The simple instructions are then compiled. Finally instruction numbers are added, resulting in executable QFTASM code.

0. MLZ 0 0 0;
1. MLZ -1 12 11;
2. MLZ -1 8 2;
3. MLZ -1 12 5;
4. MLZ -1 0 3;
5. MLZ -1 0 1;
6. MLZ -1 0 7;
7. SUB A1 A5 8;
8. MLZ A8 1 7;
9. MLZ -1 15 0;
10. MLZ 0 0 0;
11. ADD A3 A2 3;
12. ADD A1 1 1;
13. MLZ -1 0 7;
14. SUB A1 A5 8;
15. MLZ A8 1 7;
16. MNZ A7 10 0;
17. MLZ 0 0 0;
18. MLZ -1 A3 4;
19. MLZ -1 -2 0;
20. MLZ 0 0 0;

The Syntax

Now we've got the bare language, we've got to actually write a small program in it. We're using indentation like Python does, splitting logical blocks and control flow.
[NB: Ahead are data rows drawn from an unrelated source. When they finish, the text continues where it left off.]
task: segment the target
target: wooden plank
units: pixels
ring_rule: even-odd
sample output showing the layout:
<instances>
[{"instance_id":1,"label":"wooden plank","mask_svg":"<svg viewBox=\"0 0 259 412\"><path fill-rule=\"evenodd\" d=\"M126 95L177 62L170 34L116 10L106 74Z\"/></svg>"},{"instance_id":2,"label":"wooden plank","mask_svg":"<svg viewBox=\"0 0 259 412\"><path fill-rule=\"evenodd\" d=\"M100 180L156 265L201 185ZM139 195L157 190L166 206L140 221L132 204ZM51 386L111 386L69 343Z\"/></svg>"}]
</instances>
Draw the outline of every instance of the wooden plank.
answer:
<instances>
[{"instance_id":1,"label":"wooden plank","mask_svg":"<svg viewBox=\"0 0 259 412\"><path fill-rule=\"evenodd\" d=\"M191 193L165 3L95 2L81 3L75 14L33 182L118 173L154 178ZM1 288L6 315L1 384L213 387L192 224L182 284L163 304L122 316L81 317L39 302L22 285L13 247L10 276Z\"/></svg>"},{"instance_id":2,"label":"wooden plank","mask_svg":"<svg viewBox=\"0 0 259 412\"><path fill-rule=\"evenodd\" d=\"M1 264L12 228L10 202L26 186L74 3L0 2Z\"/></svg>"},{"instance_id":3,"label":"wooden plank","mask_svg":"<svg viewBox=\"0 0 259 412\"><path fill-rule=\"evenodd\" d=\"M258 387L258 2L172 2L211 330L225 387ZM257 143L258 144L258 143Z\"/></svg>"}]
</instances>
This means whitespace is important for our programes. Every full program has a main subroutine that acts just like the main() function in C-like languages. The function is ran at the start of the program.

Variables and types

When variables are defined the first time, they need to have a type associated with them. The currently defined types are int and bool with the syntax for arrays defined but not the compiler.

Libraries and operators

A library called stdint.txt is available to be used which definines the basic operators. If this isn't included, even simple operators aren't defined. We can use this library with #include stdint. It defines operators such as +, >> and even * and %, neither of which are direct QFTASM opcodes. The language allows QFTASM opcodes to be direct called with __OPCODENAME__.

Addition in stdint is defined as

operator (int a + int b) -> int
    return __ADD__(a, b)

Which defines what the + operator does when given two ints.